La teología existencial plantea una síntesis de la otra vida y esta, eliminando espacio y tiempo, de manera que el presente y el futuro se unen en la decisión personal actual, en una escatología realizada como en el evangelio de Juan. Ya, aquí y ahora, hay vida verdadera y juicio final. Así se busca una vida, aquí y ahora, más auténtica y responsable. Como si estuviéramos enfrentados al final en cada instante; muertos y resucitados al tiempo. La fe en la resurrección como gracia, como don, se diferencia de la inmortalidad natural del alma que profesaba la filosofía griega. Ya puedo compartir la vida de Dios en esta vida y en esta tierra.

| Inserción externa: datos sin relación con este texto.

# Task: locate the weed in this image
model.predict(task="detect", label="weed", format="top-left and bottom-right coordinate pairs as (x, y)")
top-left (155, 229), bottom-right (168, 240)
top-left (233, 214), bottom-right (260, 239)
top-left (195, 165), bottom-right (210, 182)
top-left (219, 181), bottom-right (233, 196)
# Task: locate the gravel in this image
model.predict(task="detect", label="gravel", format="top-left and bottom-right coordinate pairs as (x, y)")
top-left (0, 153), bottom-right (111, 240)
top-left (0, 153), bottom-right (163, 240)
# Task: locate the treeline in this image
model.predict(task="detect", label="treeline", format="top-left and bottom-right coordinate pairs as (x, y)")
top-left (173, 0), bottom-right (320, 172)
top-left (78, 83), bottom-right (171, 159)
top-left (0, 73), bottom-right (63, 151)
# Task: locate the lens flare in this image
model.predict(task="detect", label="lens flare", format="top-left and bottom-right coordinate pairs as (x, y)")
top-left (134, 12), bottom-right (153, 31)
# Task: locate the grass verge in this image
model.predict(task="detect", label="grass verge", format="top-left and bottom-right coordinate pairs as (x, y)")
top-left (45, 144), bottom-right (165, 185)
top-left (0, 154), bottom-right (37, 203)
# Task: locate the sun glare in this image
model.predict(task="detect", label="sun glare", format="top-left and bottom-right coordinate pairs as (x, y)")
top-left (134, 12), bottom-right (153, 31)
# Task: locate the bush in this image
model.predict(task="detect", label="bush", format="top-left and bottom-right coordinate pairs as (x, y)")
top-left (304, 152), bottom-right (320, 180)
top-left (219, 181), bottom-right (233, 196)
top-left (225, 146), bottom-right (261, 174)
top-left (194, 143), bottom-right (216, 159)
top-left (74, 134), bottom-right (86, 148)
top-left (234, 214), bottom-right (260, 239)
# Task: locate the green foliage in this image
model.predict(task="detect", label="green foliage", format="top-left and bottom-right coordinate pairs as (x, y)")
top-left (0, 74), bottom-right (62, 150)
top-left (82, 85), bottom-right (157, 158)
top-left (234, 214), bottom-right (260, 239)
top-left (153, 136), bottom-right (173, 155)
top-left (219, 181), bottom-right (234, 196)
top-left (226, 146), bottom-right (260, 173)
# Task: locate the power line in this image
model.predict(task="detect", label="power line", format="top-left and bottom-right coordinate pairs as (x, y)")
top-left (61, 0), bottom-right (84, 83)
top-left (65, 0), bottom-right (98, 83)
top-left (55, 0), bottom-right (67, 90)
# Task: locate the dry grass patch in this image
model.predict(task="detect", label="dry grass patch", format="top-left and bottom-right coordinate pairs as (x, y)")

Algo similar expresaba Santa Teresa de Lisieux cuando aludía al cielo. Luchaba por bajar el cielo a la tierra más que por ir al cielo. El hombre nuevo no se deja reducir al cuerpo animal (psíquico), pues acepta el desafío de la lenta construcción de su cuerpo espiritual (pneumatiko, en palabras del apóstol Pablo).
Siendo la vida verdadera, abundante o eterna un don de Dios ofrecido a quienes asimilan la muerte y resurrección de Jesús en sus vidas, no se recibe como recompensa sino como destino del creyente: estar con Cristo. «Y cuando haya ido y os haya preparado un lugar, volveré y os tomaré conmigo, para que donde esté yo estéis también vosotros.» (Jn 14:3). La encarnación es la afirmación simultánea del cielo y la tierra, del ahora y el futuro, de lo humano y lo divino, de esta y la otra vida. No es posible sobrevalorar la otra vida con desprecio de ésta, que no sería más que una preparación para bien morir. Sería devaluar la vida responsable, por ejemplo, frente a la naturaleza. La salvación pierde su sentido comunitario y se vuelve un asunto personal de ajuste de cuentas con el propio pecado nunca superado. El mal se volvía eterno y fatal. La salvación se divorciaba del reinado de Dios. La espiritualidad una fuga del mundo. El Concilio Vaticano II busca corregir estos excesos. Al mirar el cristianismo desde otras religiones, teólogos como Karl Rahner y Hans Küng expresan: «Las religiones no cristianas son el camino ordinario para la salvación de la mayoría mientras que la iglesia sería el modo extraordinario de salvación». La vida abundante ha de ser para todos, pues si lo es para unos pocos no habría novedad en lo que la humanidad ha hecho siempre: conceder a unos pocos todos los bienes en esta vida y negarlos a la gran mayoría. Vida para unos y muerte para muchos. Si la iglesia es para unos pocos, el reinado de Dios es para todos.
 
[1] Quizás Dante y John Milton (El Paraíso Perdido) junto con el arte terminaron influyendo en la fe popular más que la misma teología.